I had just popped out of our Southwark offices for a moment at lunchtime when a most peculiar vehicle swanned past. It was a shiny black Ford Mondeo estate, but the roof was studded with more antennae than spikes on a Hoxton haircut.
Written by Rupert Goodwins, Contributor

I had just popped out of our Southwark offices for a moment at lunchtime when a most peculiar vehicle swanned past. It was a shiny black Ford Mondeo estate, but the roof was studded with more antennae than spikes on a Hoxton haircut.

I didn't have a chance to count them, nor take a picture, but they were arranged in a rectilinear array in what looked like a 4x3 or 5x4 configuration - so there were probably between twelve and twenty of them. They were very short, black and stubby, which means they were operating in very high UHF or low microwave bands - I'd say somewhere between 3 and 6 GHz.
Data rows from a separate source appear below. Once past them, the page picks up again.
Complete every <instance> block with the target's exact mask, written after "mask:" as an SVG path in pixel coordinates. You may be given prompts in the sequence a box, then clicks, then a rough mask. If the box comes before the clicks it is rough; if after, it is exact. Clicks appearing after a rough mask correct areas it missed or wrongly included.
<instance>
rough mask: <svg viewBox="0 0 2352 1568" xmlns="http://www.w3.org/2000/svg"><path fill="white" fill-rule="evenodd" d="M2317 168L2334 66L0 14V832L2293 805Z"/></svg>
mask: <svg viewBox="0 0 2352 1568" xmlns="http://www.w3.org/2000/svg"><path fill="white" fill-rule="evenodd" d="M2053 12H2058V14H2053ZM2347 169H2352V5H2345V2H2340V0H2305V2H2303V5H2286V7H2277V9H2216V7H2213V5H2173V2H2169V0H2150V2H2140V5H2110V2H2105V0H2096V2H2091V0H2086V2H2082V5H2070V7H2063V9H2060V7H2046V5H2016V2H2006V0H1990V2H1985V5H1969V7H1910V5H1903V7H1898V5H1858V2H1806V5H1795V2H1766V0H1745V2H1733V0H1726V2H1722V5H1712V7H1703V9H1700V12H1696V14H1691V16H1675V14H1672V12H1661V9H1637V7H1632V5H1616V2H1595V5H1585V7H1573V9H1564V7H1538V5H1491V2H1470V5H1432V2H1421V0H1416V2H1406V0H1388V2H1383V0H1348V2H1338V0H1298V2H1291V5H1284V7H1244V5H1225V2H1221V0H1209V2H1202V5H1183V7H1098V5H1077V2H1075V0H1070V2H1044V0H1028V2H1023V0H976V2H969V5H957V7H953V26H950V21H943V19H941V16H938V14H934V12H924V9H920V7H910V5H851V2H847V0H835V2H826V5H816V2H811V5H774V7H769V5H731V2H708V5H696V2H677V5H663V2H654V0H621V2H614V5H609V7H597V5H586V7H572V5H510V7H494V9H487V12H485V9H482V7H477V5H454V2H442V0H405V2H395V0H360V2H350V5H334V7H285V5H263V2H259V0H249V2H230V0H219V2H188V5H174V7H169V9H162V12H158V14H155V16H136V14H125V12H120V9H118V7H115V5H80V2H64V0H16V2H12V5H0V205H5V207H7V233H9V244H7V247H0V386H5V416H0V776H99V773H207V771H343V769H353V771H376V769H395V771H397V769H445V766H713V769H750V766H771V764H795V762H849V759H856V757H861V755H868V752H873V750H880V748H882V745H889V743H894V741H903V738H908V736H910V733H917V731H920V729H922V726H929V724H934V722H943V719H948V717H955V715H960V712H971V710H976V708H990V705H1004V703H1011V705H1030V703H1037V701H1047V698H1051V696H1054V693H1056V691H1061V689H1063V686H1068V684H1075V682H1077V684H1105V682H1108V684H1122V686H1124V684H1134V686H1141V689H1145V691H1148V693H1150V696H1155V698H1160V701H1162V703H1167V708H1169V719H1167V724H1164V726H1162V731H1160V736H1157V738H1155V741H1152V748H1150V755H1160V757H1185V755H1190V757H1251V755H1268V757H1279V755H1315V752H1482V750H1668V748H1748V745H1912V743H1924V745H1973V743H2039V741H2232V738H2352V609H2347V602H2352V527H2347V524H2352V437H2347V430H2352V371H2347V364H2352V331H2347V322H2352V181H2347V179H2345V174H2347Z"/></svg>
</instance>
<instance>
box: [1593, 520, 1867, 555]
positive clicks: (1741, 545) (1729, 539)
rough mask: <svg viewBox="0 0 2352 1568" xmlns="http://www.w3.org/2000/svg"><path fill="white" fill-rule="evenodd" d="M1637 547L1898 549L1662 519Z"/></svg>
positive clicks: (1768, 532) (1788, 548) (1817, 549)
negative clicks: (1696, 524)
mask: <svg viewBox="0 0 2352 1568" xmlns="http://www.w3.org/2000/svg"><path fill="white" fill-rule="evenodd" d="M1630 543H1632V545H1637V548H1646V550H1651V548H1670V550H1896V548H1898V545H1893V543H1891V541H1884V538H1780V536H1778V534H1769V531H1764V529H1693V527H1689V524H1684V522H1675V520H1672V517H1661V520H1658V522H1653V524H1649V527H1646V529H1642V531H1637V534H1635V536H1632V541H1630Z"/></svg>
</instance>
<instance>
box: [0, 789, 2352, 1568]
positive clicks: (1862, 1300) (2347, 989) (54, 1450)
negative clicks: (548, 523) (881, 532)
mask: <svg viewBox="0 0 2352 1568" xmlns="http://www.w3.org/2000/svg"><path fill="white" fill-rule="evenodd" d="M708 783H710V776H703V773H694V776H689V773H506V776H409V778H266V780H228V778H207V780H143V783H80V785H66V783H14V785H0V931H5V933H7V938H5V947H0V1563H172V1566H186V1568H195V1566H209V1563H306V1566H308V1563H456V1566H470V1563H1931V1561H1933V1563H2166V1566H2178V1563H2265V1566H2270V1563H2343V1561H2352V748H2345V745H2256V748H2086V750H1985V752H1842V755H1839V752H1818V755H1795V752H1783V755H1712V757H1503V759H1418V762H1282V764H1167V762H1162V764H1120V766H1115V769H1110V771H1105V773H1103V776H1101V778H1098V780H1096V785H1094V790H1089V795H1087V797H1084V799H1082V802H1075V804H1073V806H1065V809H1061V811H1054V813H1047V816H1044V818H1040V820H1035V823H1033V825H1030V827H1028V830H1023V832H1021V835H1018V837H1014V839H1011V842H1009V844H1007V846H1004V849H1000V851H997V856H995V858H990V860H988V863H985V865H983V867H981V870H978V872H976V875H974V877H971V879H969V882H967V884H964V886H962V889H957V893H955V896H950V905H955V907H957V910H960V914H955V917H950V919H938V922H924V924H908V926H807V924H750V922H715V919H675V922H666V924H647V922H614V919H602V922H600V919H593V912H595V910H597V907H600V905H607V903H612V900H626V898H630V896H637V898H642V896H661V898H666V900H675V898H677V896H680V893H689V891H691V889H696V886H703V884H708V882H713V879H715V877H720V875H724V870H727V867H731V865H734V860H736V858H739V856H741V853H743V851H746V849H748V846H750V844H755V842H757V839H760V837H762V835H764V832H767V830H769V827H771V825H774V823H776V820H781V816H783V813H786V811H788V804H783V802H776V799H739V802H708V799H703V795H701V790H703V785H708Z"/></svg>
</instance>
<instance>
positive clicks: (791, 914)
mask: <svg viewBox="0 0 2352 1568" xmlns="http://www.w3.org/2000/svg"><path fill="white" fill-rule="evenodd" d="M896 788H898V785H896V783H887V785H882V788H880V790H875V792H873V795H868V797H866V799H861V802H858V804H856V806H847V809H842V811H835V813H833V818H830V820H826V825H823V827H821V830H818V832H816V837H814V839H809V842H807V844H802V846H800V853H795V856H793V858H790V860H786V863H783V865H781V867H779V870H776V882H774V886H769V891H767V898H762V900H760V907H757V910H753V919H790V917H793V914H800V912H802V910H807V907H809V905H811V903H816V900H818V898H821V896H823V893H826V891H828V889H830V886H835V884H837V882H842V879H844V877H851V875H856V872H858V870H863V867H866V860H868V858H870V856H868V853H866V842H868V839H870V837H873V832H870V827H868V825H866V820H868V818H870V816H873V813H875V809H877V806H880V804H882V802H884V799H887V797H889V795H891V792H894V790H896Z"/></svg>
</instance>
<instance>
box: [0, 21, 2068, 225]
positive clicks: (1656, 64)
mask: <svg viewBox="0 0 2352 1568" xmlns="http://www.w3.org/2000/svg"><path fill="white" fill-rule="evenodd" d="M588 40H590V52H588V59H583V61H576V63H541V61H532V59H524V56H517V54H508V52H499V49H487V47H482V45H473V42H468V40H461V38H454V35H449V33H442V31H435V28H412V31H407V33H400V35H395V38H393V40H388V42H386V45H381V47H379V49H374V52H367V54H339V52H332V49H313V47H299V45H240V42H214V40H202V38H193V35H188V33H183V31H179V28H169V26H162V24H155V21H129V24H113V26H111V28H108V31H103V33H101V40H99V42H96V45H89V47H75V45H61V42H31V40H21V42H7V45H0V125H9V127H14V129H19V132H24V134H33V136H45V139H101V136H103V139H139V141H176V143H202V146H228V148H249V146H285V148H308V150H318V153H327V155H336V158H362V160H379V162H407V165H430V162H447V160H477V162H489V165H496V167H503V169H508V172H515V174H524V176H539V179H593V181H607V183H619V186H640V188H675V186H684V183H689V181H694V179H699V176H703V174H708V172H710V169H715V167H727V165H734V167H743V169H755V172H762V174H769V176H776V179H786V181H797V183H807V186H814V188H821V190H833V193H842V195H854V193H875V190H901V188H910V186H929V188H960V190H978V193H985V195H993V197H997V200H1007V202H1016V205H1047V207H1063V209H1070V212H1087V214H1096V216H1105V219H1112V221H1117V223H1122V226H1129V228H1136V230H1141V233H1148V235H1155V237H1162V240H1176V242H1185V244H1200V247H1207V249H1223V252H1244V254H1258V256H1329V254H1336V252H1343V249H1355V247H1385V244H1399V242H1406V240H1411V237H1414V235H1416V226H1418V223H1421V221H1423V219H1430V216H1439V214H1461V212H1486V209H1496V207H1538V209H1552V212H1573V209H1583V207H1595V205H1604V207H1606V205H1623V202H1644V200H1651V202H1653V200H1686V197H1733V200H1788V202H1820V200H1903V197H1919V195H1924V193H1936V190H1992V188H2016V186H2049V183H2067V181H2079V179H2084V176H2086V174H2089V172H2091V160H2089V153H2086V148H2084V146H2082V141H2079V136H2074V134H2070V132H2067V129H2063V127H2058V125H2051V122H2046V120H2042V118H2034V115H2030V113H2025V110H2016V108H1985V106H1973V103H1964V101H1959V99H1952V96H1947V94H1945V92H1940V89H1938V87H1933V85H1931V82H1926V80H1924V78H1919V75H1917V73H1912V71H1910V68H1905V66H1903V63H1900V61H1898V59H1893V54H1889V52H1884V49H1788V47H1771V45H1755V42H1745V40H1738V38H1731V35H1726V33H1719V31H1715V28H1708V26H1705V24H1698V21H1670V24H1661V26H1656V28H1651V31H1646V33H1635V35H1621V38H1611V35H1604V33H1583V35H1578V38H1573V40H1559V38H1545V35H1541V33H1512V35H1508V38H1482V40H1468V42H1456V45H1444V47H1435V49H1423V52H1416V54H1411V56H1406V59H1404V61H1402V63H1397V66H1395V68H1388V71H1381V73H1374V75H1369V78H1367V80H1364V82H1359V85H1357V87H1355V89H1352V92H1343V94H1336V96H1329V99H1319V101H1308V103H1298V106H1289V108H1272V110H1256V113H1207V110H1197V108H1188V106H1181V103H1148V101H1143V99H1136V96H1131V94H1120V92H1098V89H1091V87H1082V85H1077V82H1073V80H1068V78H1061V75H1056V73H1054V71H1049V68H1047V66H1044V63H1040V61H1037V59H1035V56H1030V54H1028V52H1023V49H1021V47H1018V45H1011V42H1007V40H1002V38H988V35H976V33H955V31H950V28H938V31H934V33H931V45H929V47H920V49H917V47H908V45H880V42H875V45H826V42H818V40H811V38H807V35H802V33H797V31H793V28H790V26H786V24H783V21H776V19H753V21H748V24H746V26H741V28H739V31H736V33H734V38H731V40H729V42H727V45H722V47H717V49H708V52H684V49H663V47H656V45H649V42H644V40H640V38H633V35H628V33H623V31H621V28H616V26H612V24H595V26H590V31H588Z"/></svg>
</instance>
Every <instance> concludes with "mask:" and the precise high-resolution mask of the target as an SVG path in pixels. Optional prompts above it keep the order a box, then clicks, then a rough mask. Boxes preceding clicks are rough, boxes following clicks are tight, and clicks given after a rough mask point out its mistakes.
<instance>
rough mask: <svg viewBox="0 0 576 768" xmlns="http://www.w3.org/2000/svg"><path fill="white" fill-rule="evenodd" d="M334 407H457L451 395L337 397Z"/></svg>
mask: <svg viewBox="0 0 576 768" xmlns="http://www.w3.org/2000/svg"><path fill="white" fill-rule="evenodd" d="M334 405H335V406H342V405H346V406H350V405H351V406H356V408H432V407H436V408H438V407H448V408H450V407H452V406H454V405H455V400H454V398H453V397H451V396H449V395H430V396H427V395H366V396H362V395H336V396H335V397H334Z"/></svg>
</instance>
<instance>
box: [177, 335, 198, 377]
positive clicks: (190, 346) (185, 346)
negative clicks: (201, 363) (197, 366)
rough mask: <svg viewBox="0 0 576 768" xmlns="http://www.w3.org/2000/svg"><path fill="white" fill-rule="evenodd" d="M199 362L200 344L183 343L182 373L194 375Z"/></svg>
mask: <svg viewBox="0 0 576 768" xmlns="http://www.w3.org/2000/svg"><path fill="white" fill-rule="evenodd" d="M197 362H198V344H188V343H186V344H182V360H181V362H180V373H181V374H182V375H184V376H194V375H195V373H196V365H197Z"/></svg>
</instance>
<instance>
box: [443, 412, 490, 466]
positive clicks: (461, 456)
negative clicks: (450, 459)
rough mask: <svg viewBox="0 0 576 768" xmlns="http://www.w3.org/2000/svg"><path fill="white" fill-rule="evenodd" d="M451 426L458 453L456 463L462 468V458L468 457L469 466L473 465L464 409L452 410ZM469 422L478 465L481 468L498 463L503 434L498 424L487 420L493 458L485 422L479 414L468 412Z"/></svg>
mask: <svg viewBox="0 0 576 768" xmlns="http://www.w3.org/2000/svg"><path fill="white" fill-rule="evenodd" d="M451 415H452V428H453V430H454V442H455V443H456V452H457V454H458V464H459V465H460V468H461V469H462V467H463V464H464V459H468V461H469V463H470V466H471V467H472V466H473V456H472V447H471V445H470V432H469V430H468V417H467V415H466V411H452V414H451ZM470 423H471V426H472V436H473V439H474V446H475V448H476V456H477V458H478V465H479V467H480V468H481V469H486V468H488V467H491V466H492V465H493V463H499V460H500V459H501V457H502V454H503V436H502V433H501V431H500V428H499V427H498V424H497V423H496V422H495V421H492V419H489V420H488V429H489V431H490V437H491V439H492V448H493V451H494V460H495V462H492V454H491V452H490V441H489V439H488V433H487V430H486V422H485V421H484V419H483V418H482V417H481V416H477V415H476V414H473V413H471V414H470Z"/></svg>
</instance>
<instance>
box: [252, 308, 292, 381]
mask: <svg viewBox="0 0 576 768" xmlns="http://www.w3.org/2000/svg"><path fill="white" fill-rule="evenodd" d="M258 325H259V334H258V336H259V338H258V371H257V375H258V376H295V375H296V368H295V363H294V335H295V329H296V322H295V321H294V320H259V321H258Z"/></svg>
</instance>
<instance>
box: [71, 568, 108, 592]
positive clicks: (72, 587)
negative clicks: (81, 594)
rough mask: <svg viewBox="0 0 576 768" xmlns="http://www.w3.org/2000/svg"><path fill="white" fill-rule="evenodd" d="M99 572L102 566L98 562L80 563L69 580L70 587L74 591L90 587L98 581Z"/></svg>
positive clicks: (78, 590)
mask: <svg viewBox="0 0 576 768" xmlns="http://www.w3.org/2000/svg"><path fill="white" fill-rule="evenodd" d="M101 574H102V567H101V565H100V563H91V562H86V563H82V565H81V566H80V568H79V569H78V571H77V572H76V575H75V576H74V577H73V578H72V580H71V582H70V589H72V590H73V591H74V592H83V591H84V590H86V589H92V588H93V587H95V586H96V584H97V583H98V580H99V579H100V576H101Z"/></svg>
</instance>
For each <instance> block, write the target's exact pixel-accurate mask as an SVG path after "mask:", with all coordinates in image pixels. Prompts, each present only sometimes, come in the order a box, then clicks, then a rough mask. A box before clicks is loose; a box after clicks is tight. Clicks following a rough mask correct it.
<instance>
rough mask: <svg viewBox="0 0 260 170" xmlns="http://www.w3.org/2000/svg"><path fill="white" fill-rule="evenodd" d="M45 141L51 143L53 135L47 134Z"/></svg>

This wouldn't be a direction-finding array: you only need four antennae for that, arranged in a square. It looked for all the world like some sort of very large MIMO system - but much larger than any I've seen proposed for mobile data.

Does anyone know what, who, when and why? Have there been any other sightings? Informed guesses or random ideas more than welcome: meanwhile, I'll do some research among my more radioactive pals and see if clues are forthcoming.